É sabido que a doença chegou ao Brasil através de pessoas abastadas, que estavam em viagens internacionais. Contudo, a curva da contaminação para os mais vulneráveis ultrapassou a classe média/alta e o infectologista Márcio Castro rebate os argumentos dos empresários que pedem a volta dos trabalhadores aos seus postos: “Talvez as pessoas estejam adoecendo e a gente não sabe, pois são invisíveis. O comércio falando em abrir, na hora que o empresário se isola em casa e coloca o funcionário para trabalhar. Isso é de uma maldade imensa. Matar os pobres para manter os ganhos da empresa.”

Sem notificação

O boletim especial apresentado pela Secretaria de Estado da Saúde de Minas Gerais traz um dado preocupante e que dá força para a tese da subnotificação, pois trata-se de óbitos por SRAG, sem identificação. De acordo com o documento, além do aumento neste ano em 512,8% do número de notificação de Síndrome Respiratória Aguda Grave, em comparação com 2019, a macrorregião Leste do estado, onde está Ipatinga, possui 46 óbitos de SRAG. E todos os boletins epidemiológicos da cidade apontam para um número de zero mortes por covid-19.
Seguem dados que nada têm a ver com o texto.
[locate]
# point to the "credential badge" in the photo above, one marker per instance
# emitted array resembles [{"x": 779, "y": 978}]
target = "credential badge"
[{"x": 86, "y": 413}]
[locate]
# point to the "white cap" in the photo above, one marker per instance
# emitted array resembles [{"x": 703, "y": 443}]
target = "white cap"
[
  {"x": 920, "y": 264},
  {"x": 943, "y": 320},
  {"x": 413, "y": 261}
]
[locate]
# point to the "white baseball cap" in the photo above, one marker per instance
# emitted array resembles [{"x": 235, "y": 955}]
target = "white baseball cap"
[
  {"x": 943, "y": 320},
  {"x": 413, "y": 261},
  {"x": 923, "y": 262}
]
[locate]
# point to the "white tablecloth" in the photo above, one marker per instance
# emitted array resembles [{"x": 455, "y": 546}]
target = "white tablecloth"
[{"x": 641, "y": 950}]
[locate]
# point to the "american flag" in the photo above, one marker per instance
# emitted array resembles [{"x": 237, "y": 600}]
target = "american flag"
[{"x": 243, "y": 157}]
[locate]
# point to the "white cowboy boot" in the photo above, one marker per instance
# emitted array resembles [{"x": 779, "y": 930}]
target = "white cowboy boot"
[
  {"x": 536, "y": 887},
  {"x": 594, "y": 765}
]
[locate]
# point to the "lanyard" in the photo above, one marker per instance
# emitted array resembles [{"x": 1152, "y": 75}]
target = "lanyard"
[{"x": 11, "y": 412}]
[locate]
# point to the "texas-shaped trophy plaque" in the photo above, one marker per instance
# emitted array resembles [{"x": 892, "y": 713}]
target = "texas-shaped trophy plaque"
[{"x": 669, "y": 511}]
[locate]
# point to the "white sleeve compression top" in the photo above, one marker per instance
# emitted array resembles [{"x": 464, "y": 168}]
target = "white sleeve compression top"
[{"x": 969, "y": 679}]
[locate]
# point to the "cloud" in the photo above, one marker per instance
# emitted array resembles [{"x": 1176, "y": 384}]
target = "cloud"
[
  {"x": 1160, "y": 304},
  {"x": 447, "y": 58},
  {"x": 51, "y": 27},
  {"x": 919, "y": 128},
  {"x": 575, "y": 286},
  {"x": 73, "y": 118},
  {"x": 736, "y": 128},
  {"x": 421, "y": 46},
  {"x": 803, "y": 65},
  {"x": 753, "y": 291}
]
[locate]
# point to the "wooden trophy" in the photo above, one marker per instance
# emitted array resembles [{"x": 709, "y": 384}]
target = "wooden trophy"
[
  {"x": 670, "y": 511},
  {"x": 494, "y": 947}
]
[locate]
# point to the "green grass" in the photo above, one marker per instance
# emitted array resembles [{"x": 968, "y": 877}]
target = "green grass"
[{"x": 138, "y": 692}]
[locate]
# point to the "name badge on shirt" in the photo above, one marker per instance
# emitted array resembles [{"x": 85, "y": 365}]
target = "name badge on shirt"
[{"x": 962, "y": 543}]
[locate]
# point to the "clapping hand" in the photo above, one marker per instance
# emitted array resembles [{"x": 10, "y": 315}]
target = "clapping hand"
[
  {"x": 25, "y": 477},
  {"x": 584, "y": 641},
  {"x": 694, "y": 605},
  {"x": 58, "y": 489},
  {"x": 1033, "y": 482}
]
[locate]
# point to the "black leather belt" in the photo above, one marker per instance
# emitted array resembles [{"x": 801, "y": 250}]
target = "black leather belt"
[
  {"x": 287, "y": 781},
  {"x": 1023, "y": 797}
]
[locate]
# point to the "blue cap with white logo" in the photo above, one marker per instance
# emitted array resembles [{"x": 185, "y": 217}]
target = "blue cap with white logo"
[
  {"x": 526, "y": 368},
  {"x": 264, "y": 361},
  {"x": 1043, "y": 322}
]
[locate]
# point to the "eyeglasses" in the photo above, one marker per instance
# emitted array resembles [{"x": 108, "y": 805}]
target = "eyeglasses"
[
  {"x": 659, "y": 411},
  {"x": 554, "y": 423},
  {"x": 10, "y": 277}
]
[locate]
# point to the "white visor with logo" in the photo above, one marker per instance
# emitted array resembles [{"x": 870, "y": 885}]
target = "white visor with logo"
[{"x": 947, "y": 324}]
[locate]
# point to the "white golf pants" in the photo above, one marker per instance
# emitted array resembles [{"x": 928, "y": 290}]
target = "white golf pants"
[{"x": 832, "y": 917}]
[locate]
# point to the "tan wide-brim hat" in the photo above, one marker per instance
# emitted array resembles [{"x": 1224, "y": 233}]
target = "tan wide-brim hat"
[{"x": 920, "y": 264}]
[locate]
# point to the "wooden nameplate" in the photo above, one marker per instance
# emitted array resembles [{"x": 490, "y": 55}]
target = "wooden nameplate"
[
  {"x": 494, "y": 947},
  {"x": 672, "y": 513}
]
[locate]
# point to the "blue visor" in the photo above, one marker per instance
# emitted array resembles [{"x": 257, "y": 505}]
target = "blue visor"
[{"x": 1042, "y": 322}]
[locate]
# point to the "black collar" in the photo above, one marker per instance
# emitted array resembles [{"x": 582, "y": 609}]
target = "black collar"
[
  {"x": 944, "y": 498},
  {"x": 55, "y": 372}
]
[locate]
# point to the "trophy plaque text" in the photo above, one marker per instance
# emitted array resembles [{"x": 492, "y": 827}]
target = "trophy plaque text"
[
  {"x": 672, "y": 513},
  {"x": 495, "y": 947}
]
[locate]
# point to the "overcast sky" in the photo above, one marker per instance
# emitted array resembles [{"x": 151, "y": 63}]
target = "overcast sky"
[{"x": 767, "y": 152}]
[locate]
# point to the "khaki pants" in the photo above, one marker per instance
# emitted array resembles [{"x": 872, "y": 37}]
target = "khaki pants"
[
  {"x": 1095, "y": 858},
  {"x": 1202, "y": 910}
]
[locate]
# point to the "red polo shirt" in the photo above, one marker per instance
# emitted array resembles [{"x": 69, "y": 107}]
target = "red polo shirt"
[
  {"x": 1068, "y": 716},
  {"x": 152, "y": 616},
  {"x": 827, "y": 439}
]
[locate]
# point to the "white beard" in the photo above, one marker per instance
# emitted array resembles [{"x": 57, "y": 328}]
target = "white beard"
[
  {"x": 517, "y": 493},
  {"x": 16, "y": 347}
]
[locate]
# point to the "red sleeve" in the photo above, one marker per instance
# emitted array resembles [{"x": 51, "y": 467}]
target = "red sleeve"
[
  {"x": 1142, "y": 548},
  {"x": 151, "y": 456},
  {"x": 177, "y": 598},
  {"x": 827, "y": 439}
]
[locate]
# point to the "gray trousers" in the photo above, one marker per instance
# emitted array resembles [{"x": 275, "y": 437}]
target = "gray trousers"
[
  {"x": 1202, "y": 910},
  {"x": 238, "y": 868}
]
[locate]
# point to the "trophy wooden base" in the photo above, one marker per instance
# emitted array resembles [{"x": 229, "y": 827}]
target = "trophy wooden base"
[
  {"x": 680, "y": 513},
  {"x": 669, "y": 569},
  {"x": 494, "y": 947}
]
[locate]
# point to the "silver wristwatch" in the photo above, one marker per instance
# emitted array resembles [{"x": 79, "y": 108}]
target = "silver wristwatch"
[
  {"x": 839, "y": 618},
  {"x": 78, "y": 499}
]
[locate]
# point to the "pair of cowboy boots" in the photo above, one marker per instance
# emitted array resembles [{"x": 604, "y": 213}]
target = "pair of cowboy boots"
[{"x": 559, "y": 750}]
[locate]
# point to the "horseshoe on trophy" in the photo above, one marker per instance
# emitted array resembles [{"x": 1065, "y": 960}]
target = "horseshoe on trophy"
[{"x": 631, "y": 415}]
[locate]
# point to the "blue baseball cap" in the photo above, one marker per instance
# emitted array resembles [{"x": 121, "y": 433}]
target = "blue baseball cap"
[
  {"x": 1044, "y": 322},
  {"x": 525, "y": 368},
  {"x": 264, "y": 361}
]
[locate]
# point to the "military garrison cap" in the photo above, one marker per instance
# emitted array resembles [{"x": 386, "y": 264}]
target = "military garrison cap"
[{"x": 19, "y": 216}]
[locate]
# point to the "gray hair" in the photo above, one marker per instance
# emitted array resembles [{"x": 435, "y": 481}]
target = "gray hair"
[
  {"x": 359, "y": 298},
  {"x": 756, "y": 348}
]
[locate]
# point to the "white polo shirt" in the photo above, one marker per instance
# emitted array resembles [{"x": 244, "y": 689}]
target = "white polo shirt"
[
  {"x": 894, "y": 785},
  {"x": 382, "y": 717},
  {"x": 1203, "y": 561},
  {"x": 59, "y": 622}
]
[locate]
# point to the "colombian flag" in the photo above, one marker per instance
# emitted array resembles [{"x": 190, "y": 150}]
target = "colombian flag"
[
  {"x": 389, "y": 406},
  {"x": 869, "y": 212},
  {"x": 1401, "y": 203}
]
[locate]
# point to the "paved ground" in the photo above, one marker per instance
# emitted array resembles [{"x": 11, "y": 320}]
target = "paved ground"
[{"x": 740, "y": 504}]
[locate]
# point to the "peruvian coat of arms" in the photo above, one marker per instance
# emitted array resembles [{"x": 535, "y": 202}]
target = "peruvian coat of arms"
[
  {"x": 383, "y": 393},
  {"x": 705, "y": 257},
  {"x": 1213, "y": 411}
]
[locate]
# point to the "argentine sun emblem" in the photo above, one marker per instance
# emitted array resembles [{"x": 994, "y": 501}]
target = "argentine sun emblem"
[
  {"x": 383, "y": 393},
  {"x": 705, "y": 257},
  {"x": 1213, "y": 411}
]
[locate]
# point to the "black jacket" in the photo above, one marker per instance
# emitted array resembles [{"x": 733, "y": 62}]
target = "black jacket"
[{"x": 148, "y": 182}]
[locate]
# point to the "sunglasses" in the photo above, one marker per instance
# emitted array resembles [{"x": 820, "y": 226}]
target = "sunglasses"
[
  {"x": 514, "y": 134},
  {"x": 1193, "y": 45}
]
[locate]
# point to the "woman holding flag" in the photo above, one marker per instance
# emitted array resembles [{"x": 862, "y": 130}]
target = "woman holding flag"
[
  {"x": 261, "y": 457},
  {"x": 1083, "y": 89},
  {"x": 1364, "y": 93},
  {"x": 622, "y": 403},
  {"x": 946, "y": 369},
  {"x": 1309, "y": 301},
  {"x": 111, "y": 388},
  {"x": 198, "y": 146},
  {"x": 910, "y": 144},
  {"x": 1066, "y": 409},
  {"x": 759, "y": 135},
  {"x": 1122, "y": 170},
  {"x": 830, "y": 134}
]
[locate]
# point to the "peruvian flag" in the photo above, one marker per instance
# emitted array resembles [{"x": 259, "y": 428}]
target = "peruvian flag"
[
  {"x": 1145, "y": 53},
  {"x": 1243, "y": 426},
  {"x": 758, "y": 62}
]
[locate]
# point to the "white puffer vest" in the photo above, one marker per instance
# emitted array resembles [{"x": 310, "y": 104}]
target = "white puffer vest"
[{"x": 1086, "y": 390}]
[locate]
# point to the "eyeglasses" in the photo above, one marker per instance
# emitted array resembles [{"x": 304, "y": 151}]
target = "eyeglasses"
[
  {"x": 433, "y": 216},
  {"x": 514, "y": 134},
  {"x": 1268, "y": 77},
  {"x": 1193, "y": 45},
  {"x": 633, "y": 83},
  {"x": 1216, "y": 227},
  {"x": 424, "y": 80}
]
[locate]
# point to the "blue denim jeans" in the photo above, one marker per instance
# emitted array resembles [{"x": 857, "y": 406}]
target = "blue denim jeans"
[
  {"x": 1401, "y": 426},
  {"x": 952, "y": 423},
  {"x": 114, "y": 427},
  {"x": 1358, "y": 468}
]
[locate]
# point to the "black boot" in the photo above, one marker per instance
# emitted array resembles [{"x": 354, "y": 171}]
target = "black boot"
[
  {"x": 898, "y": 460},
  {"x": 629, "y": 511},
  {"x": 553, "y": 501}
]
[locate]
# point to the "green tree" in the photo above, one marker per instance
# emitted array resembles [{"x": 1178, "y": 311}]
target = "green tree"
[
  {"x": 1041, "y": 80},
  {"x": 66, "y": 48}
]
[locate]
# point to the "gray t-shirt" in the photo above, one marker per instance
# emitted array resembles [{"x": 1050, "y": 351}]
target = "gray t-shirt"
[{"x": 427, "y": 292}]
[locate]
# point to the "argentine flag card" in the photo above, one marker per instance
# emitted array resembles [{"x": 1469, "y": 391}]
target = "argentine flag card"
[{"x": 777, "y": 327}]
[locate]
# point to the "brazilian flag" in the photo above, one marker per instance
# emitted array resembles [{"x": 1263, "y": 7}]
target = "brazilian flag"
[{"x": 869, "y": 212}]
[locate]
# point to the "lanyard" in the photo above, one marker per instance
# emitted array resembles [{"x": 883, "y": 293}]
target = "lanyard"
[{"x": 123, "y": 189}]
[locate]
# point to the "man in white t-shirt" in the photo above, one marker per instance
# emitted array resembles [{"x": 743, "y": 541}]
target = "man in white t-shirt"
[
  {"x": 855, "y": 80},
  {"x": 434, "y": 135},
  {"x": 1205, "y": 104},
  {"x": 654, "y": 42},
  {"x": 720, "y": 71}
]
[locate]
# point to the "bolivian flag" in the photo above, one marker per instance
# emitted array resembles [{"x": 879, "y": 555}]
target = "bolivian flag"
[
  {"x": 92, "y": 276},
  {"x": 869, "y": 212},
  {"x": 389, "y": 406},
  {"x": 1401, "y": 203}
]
Apenas em um dia (19) o país atingiu o infeliz número de 1.179 vidas perdidas oficialmente para a covid-19, e pensando na pergunta do prefeito jogada ao público no início de suas lives, cientificamente é possível responder que não, Nardyello, não está tudo bem.

Resposta

A reportagem procurou a assessoria da PMI na sexta feira, 15 de maio, conseguiu algumas respostas, mas a solicitação de entrevistar a secretária de saúde­­ não foi atendida. De acordo com uma ligação para o secretário de comunicação, ela não poderia responder porque “essa pandemia está nos consumindo demais”.